I

Politics and Instrumental Logics

Manifesto Points Covered

Figure 1.1

Introduction

This part tackles five key points from the manifesto, in the process setting out some of the theoretical foundations drawn on throughout the book. First, we introduce theories of sociomateriality, which emphasize that teaching is a complex and highly contextual activity bringing together people, texts, images, locations, objects, technologies, and methods in many different ways. These gatherings are situated, multifaceted, emergent, and therefore unique, requiring us to question the notion of best practice and replace it with an openness to multiplicity and difference. There are many ways to get it right online. “Best practice” neglects context.

We then build on this in chapter 2 as we rethink the dominant assumption that human sociality and agency alone drive the practices of education. Instead, we emphasize the agencies of the materials, objects, and infrastructures that come together in the production of teaching and learning. In this way, we briefly introduce theories of posthumanism and make this argument: We should attend to the materialities of digital education. The social isn’t the whole story.

Digital education is often perceived as being complicit with the reproduction of the instrumental logics of neoliberalism and commodification within education.

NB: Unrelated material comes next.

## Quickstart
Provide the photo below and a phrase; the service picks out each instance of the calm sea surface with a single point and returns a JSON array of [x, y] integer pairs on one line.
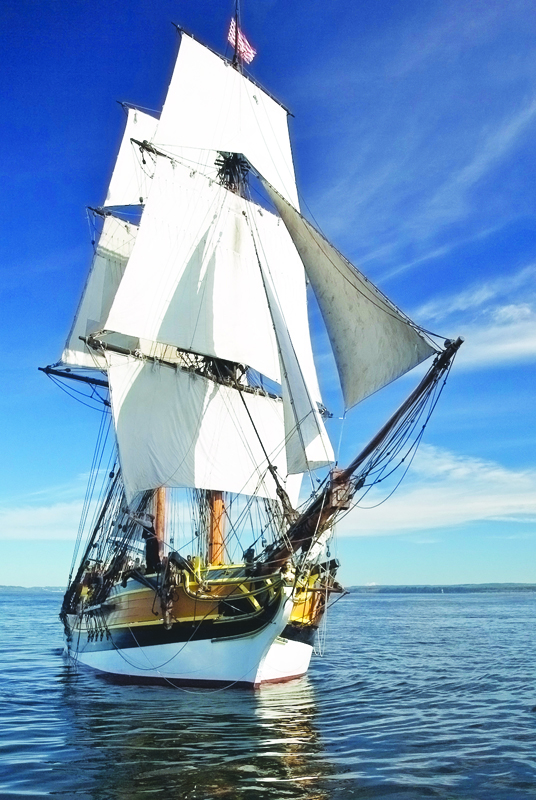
[[415, 696]]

In chapter 3, we make an assertion that is central to the message of the manifesto: Online teaching need not be complicit with the instrumentalization of education. We argue that understanding digital education as critical and sociomaterial opens up new, and better, ways of understanding and practicing online teaching.

We then extend these ideas into a discussion in chapter 4 of the role of the teacher online, arguing that reductive understandings of the “teacher function”—those that see digital technologies as unproblematically enabling the automation, scaling, and acceleration of education—converge with “learnification” (Biesta 2012) to deprofessionalize teaching. They underemphasize the role of the teacher as subject expert and critical practitioner by describing the core skill of the online teacher as facilitation. We argue that this reduces teaching to a level where it can be conducted by automated agents or unproblematically delivered by an underpaid, undervalued academic precariat. Online teaching should not be downgraded to “facilitation.”

Finally, in chapter 5, we continue the consideration of how we value the teacher by tackling the idea of the digital native—one of the terms that has been most damagingly formative for digital education and continues to persist. We argue that this is an essentializing term that is problematic for the way in which it normalizes colonialist metaphors and has historically worked to devalue the professionalism of the teacher. Can we stop talking about digital natives?